Цитата Эдны Сент-Винсент Миллей

Время не приносит облегчения; вы все лгали Кто сказал мне, что время облегчит мою боль! Я скучаю по нему в плаче дождя; Я хочу, чтобы он утихал; Старые снега тают со всех горных склонов, И прошлогодние листья дымятся в каждом переулке; Но прошлогодняя горькая любовь должна остаться Нагроможденной в моем сердце, и мои старые мысли пребудут! Есть сотни мест, куда я боюсь идти, - так памятью о нем они полны! И, войдя с облегчением в какое-нибудь тихое место, Где никогда не ступала нога и не светилось лицо, я говорю: "Здесь нет о нем памяти!" И так стоять пораженный, так вспоминая его!
Есть сотни мест, куда я боюсь идти, - так памятью о нем они наполнены! И, войдя с облегчением в какое-нибудь тихое место, Где никогда не ступала нога и не светилось лицо, я говорю: «Здесь нет о нем памяти!» И так стоять пораженный, так вспоминая его!
Человек идет по намеченному для него пути. Он выполняет свой долг перед Богом и своим Царем. Он делает то, что должен делать, а не то, что ему нравится. Боже правды, мальчик, что это был бы за мир, если бы каждый человек делал то, что ему одному нравится? Кто стал бы пахать поля и собирать урожай, если бы каждый человек имел право сказать: «Я не хочу этого делать». В этом мире есть место для каждого человека, но каждый человек должен знать свое место.
Мое любимое воспоминание о Кевине Гарнетте — это не воспоминание, а скорее опыт, который у меня был с ним в течение года, когда я просто наслаждался тем моментом, когда был его товарищем по команде, разговаривал с ним каждый божий день, учился у него каждый божий день.
Мой 4-летний сын каждый вечер молится за своего лучшего друга того же возраста — нашего ближайшего соседа в Либерии, маленького либерийского мальчика: «Боже мой, пожалуйста, не дай ему заразиться лихорадкой Эбола». Я горжусь тем, что он думает о своем друге и молится за него, но это не та молитва, которую должен обдумывать четырехлетний ребенок.
Я никогда не спорю с человеком с желанием услышать, что он говорит неправильно, или разоблачить его и одержать над ним победу. Всякий раз, когда я сталкиваюсь с противником в споре, я тихо молюсь: Господи, помоги ему, чтобы истина лилась из его сердца и на его язык, и чтобы, если истина на моей стороне, он мог следовать за мной; и если правда на его стороне, я могу последовать за ним.

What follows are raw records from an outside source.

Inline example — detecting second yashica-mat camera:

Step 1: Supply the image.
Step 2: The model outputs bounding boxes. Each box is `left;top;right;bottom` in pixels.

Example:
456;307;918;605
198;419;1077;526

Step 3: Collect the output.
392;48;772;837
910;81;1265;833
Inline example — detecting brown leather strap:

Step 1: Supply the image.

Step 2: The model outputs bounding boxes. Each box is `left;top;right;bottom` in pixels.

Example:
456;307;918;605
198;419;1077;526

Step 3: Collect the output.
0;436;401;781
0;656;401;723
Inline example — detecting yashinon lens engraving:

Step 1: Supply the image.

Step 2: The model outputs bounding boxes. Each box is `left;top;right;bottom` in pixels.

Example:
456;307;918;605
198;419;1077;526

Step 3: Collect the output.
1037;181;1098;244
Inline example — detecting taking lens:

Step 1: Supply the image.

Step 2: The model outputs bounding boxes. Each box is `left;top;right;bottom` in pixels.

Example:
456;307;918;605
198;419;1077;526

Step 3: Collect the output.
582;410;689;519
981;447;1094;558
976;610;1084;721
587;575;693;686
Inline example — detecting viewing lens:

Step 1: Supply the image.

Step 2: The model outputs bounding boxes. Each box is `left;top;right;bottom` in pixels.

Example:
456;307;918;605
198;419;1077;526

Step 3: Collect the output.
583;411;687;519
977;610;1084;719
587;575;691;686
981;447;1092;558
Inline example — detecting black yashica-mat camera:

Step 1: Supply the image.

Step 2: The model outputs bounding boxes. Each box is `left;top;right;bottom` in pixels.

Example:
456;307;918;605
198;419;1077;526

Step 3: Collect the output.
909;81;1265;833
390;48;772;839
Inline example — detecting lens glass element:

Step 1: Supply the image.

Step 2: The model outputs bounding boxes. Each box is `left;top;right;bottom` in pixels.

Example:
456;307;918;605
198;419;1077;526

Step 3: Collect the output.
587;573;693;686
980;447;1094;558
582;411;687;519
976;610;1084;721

Что человек делает, то и имеет. Какое ему дело до надежды или страха? В нем самом его могущество. Пусть он не считает прочным ни одно добро, кроме того, что есть в его природе и что должно вырасти из него, пока он существует. Богатства могут приходить и уходить, как летние листья; пусть он разбрасывает их по ветру как мгновенные признаки своей бесконечной производительности.
Я получил бесценный урок от мальчика в Аргентине, когда мы играли в Буэнос-Айресе в 2002 году. Я вышел из отеля, и этот 16-летний мальчик попросил меня подписать его экземпляр моего альбома «Шесть жен Генриха VIII». Подписывая его, я спросил его: «Что нравится 16-летнему в этой старой музыке?» и он посмотрел на меня, очень обиженно, и сказал: «Возможно, это старо для вас, мистер Уэйкман, но я впервые услышал это только на прошлой неделе. Когда ты слышишь что-то впервые, это ново». Я никогда этого не забывал.
Я поцеловала его, пытаясь вернуть. Я поцеловала его и позволила своим губам коснуться его так, что наше дыхание смешалось, а слезы из моих глаз стали солью на его коже, и я сказала себе, что где-то крошечные частички его станут крошечными частичками меня, проглоченными, проглоченными, живой, вечный. Я хотела прижаться к нему каждой частичкой себя. Я хотел что-то в него вложить. Я хотел дать ему каждую частицу жизни, которую я чувствовал, и заставить его жить.
Джордж Джонс и я родились в один день. В первый и единственный раз, когда я встретил его (кажется, в Опри, если мне не изменяет память), я сказал ему об этом. Его ответ: «Должно быть, у тебя проблемы». Принимает один, чтобы знать один, я так горжусь сказать. Будут скучать по Джорджу, его музыке и его озорным проблемам. Он легенда страны.
Может быть, я боюсь его, потому что я мог бы снова полюбить его, и, любя его, я стал бы нуждаться в нем, а нуждаясь в нем, я снова был бы его верным учеником во всем, только чтобы обнаружить, что его терпение для меня не может заменить за страсть, которая давно полыхала в его глазах.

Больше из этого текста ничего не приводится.